Harry’s inter-dimensional fishing expedition to search for a replacement Wells for Team Flash was a lot of fun and provided some hilarious alternate versions of Wells (especially Hells Wells) but I don’t understand what the signal looked like on the other side of the breach or how they would have received the cryptogram in the first place. If Harry used a satellite to transmit the riddle then wouldn’t they need some sort of dish to receive it in their respective dimension? But I guess there are infinite alternate universes so it’s not like there was a zero percent chance of hearing back from the multiverse. Team Flash ends up settling on the hilarious Earth 19 Wells, or as I like to call him, Tom Cavanaugh.

While Harry seemed jealous of his replacement, I’m interested to see if his intuition to not trust this new guy pays off. I wish Harry would stay, though, the chemistry between this version of Wells and the rest of Team Flash is outstanding.

Wally and Jesse also have good, genuine chemistry, however. These subplots seem to only serve as a reminder that this is The CW. Chances are that ten episodes down the line the relationship between Jesse and Wally will be long forgotten (think Barry and Patty Spivot). Hopefully, that won’t be the case as the two shared a great scene that resonated with me when Wally taught Jesse to not let her mistakes question her confidence as a superheroine. It was the kind of encouragement that we all need to hear when struggling through the growing pains of our education or careers.

Jesse did make a big mistake not listening to Barry in the field but I place most of the blame on Barry as the more responsible figure. He should have known better than to stand next to that conveniently placed mirror when battling Mirror Master.


Grant Gustin as The Flash and Violet Beane as Jesse Quick in The Flash. The CW.


Barry being trapped in the mirror provided another meaningful scene when he spoke to Iris about how it can be easier to fail than it is to succeed. Sometimes the closer you get to something you’ve wanted for a long time, you start to realize how scary it could be, or that it isn’t something you truly want even if it’s something you thought you desired your entire life.

Finally, Caitlin is starting to turn into Killer Frost. Seeing her begin to accept her powers in order to do some good is just the beginning of her downfall to becoming the iconic villain. I only wish Barry would have seen it her freeze the mirror. His entrance back into the normal world and the main lab was awkward. Almost as if there was a scene left on the cutting-room floor there.

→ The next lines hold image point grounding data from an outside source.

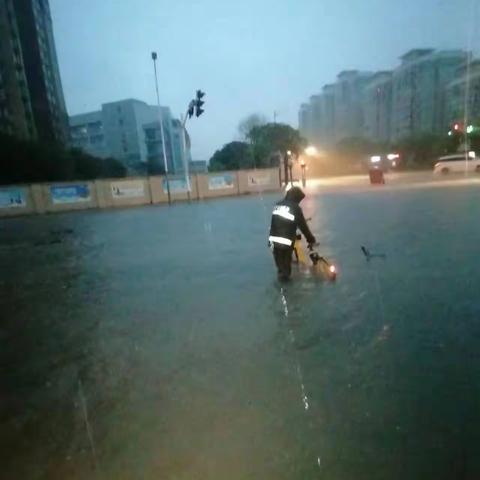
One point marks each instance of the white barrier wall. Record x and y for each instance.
(218, 184)
(123, 192)
(258, 180)
(64, 196)
(16, 200)
(178, 189)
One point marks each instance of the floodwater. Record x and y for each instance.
(155, 343)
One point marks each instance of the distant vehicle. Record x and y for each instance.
(385, 162)
(457, 163)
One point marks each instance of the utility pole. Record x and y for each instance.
(162, 134)
(185, 159)
(194, 107)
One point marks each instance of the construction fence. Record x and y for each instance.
(110, 193)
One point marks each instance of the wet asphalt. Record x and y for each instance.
(155, 342)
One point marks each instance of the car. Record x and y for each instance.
(457, 163)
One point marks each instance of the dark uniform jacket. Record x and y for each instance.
(287, 216)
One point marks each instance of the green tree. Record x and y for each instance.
(232, 156)
(273, 138)
(422, 150)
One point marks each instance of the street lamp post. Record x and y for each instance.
(162, 134)
(185, 158)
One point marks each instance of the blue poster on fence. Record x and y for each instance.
(70, 193)
(13, 197)
(177, 185)
(219, 182)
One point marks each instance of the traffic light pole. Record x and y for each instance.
(185, 159)
(162, 134)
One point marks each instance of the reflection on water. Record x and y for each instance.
(156, 343)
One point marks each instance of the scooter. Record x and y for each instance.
(320, 264)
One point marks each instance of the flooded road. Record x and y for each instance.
(155, 342)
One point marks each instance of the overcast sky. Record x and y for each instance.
(248, 55)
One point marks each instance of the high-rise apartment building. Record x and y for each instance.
(32, 104)
(129, 130)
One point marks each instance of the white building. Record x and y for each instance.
(118, 131)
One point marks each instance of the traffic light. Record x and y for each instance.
(199, 103)
(191, 109)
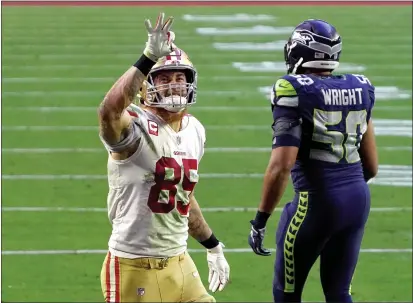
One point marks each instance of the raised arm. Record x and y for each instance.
(113, 120)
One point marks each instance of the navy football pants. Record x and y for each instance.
(329, 225)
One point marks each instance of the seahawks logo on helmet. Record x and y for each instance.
(314, 44)
(302, 37)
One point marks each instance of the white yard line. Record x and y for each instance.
(53, 109)
(227, 250)
(209, 150)
(204, 209)
(246, 78)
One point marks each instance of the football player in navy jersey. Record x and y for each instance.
(324, 137)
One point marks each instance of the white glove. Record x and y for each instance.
(218, 268)
(159, 38)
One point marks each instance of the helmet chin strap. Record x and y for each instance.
(297, 65)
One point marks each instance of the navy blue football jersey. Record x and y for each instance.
(333, 112)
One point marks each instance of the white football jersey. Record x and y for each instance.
(148, 199)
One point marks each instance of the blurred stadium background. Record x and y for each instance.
(58, 62)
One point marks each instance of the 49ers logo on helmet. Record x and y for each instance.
(174, 56)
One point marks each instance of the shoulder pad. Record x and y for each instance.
(363, 80)
(284, 93)
(134, 110)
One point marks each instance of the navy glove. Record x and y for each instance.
(256, 239)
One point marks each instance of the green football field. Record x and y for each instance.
(58, 63)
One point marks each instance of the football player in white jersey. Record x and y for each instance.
(154, 152)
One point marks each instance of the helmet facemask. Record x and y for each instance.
(174, 97)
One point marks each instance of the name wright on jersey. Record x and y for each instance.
(345, 96)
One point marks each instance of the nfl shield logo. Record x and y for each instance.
(141, 291)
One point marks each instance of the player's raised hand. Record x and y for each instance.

The circle of mirrors was a clever way to trap Mirror Master but I was a little disappointed when Captain Cold was revealed to be a hologram. I think my favorite part of the showdown and possibly the entire episode was when Jesse went up against Top for the second time and lapped circles around her turning her into a spinning Top just before Jesse gave her one last slug.

Overall, what could have been a great episode was bogged down by plot holes. The new rogues were okay. Top overshadowed Mirror Master a bit with her performance for me but hopefully this won’t be the last we see of them. It would be a shame for the iconic rogue Mirror Master be left as nothing more but a disposable villain of the week. Fortunately, Barry and the rest of Team Flash were able to provide meaningful scenes that developed their characters along with Harry and Cisco providing just the right amount of levity. Great to see Cisco acting more like himself as well.